Ağır metal toksititesi bir başka risk olarak karşımıza çıkıyor. Pek çok besinin içinde maalesef ağır metal var. Deniz ürünlerinde civa, kadmiyum, kurşun sularda arsenik artıyor ve bizler bu maddeleri uzun dönemde vücutta depoluyoruz. Vücudun enerji odakları olan mitokondrileri zehirliyoruz .Ya gıdalarda kullanılan kimyasal atıklar,hormonlar ve ilaçlar…Bunların çoğunun kanser oluşumunda, kilolu olmamızda , bağışıklık ve sinir sistemi hastalıklarının artmasında önemli rolleri olduğu artık ispatlanmış durumda.

Ekolojik sistemin bizlere sunduğu en faydalı hediyelerden birisi olan probiyotik  besinlerin  (yoğurt,  peynir, ayran, boza, tarhana, turşu, şalgam) tüketimi  gittikçe azalmakta buna karşılık antibiyotik kullanımı artmaktadır. Bunun sonucu olarak bağırsak normal yapısını kaybederek toksin üretir hale gelmektedir. Hem probiyotik güç azalmasının, hem de kötü bakteri hakimiyeti ve bunların ürettiği endotoksinlerinde kilo salgınında payı olduğunu gösteren yüzlerce çalışma vardır. Ayrıca toksin yükümüz artınca yorgun, bitkin, halsiz düşüyoruz. Uyku düzenimiz  bozuluyor depresif bir yapı oluşuyor. Kaslarımızda ağrılar,kramplar gelişiyor, saç, tırnak,cilt sorunları baş gösteriyor  Bununla birlikte asit yükümüz  artmaktadır. Eskisinden daha çok işlenmiş karbonhidrat ve transyağ yüklü besin ile daha fazla protein tüketiyoruz. Bu öncelikle vücuda  daha az potasyum, kalsiyum,magnezyum daha fazla sodyum, fosfor, klor, kükürt almak demek. Böbrek taşlarıyla insülin direnci, metabolik sendrom ve şeker hastalığı, kemik erimesi, hipertansiyon ya da  kanserlerle daha sık karşılaşır olmamızın en önemli sebeplerinden birisi sanırım bu asit yükü.

SAĞLIK İÇİN

Çevresel etkenlerle ve teknolojik gelişme ile beraber toksin yükümüz günden güne artıyor.
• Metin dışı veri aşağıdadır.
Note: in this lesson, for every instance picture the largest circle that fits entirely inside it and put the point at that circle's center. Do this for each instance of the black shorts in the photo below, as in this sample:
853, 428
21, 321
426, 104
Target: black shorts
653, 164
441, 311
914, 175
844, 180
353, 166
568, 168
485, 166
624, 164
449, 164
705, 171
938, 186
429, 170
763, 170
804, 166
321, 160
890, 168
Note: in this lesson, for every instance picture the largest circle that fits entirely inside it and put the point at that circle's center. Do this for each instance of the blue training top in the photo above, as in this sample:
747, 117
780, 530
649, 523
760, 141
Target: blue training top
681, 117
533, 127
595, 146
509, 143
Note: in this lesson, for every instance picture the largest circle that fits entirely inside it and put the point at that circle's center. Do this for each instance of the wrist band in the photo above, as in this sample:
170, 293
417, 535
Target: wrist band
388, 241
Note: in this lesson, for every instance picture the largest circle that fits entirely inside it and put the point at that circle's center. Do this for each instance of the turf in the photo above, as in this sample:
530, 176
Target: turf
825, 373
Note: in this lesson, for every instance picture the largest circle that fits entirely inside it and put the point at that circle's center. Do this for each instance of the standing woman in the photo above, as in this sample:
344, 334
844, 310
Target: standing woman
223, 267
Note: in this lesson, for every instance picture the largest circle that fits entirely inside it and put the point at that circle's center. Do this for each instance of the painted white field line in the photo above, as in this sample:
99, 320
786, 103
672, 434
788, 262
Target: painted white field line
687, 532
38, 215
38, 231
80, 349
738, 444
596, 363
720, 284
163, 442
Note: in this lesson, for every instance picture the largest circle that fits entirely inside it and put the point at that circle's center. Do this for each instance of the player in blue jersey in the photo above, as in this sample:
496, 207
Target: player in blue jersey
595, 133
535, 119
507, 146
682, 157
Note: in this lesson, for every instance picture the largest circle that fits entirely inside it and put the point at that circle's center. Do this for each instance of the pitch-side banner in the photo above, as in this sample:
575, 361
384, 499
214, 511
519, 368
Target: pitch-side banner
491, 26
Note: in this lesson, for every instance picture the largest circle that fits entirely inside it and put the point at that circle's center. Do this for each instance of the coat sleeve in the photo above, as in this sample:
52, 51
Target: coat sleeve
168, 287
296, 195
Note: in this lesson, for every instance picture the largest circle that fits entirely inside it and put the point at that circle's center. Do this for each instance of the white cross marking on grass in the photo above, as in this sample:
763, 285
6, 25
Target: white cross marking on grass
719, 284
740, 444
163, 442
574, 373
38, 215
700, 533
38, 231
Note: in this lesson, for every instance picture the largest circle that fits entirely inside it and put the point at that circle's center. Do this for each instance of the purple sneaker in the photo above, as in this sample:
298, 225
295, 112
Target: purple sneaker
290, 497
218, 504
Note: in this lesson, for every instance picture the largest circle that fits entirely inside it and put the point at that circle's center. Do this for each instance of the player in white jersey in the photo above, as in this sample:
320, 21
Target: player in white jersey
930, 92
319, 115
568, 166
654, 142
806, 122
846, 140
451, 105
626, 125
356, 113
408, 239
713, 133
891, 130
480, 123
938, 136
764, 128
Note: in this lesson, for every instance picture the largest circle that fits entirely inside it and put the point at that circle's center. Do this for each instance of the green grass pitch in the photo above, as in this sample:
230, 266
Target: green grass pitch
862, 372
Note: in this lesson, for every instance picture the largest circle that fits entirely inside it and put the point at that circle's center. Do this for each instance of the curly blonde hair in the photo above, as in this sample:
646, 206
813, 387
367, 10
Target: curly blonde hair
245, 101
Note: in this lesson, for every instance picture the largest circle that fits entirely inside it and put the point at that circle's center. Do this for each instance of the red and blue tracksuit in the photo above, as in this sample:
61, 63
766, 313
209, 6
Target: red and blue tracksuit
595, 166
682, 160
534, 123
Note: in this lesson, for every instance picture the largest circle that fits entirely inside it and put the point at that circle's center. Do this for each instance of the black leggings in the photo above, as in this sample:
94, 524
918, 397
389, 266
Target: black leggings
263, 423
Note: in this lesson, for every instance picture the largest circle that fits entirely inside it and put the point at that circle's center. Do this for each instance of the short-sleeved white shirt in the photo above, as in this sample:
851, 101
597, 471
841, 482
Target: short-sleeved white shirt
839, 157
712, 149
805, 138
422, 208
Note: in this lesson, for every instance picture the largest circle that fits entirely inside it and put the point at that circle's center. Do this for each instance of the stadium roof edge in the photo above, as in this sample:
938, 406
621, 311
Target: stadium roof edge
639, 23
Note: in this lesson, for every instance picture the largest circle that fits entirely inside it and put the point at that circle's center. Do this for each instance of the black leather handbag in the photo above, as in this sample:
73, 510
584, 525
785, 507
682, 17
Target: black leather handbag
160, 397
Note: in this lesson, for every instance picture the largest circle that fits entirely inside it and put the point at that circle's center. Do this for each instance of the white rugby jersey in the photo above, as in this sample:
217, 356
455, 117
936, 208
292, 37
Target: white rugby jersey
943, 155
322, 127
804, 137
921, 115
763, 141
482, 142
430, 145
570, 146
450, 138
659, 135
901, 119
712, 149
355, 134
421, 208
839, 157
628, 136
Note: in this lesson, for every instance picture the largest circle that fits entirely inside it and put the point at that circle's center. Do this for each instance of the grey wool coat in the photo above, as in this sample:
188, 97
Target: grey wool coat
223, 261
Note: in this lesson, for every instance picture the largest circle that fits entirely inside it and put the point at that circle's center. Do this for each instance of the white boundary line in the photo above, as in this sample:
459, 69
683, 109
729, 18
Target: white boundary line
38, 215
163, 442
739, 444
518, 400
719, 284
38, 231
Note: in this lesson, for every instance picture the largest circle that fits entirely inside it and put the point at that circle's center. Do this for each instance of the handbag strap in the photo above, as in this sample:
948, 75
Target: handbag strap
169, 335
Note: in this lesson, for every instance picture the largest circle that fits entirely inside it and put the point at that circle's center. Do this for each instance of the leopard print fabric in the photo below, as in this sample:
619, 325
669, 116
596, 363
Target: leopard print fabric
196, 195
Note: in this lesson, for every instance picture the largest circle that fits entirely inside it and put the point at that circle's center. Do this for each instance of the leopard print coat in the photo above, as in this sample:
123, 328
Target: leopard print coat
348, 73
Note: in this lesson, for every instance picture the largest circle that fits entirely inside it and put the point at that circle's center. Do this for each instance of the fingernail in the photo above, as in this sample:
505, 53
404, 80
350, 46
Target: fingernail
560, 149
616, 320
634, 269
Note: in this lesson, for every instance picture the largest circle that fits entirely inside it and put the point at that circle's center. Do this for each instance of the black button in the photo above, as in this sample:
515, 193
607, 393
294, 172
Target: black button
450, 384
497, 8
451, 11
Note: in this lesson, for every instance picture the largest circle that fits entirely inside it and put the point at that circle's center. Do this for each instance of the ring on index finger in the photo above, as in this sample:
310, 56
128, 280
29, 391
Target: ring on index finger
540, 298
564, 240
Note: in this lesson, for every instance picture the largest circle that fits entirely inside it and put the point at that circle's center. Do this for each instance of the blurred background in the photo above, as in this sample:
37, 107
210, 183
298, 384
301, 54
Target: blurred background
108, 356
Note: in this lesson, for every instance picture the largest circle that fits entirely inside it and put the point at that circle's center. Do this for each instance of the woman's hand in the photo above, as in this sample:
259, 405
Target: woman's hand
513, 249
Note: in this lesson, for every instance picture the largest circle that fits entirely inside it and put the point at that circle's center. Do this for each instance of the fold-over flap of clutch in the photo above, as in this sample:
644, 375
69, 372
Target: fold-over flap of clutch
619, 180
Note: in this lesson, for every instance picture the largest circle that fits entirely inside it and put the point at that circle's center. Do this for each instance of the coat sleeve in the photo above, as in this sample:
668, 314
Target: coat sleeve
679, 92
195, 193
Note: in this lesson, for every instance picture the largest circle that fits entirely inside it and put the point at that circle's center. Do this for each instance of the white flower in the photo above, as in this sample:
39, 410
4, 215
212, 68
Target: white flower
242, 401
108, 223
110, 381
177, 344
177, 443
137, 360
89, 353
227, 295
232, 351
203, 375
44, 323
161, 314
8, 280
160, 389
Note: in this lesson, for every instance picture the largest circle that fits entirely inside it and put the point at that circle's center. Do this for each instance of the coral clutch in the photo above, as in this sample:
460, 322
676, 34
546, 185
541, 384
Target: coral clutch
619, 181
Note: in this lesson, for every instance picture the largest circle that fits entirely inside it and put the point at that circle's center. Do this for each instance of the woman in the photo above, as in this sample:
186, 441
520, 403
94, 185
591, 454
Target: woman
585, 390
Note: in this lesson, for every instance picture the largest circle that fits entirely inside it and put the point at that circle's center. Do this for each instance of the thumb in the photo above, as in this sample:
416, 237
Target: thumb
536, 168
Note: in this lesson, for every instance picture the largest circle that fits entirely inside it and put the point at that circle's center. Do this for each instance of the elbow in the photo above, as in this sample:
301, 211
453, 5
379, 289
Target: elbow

Çevre ve su kirliliği, plastik şişelerden aldığımız bisfenol, hava kirliliği, sigara, çok yoğun alınan alkol, deterjanlar, böcek öldürücüler, sebze ve meyve yetiştirmede kullanılan hormonlar, antibiyotikli yemler bizlerin çabaları ile hayatımızdan ne kadar uzaklaştırılabilir bilemiyorum ama şunu unutmayalım, sağlıklı bir vücut için sebze ve meyveleri, kuru baklagilleri daha fazla tüketip vücut hareketimizi , günlük aktivitelerimizi arttırmalıyız.   

Sağlıklı bereketli bir hafta diliyorum.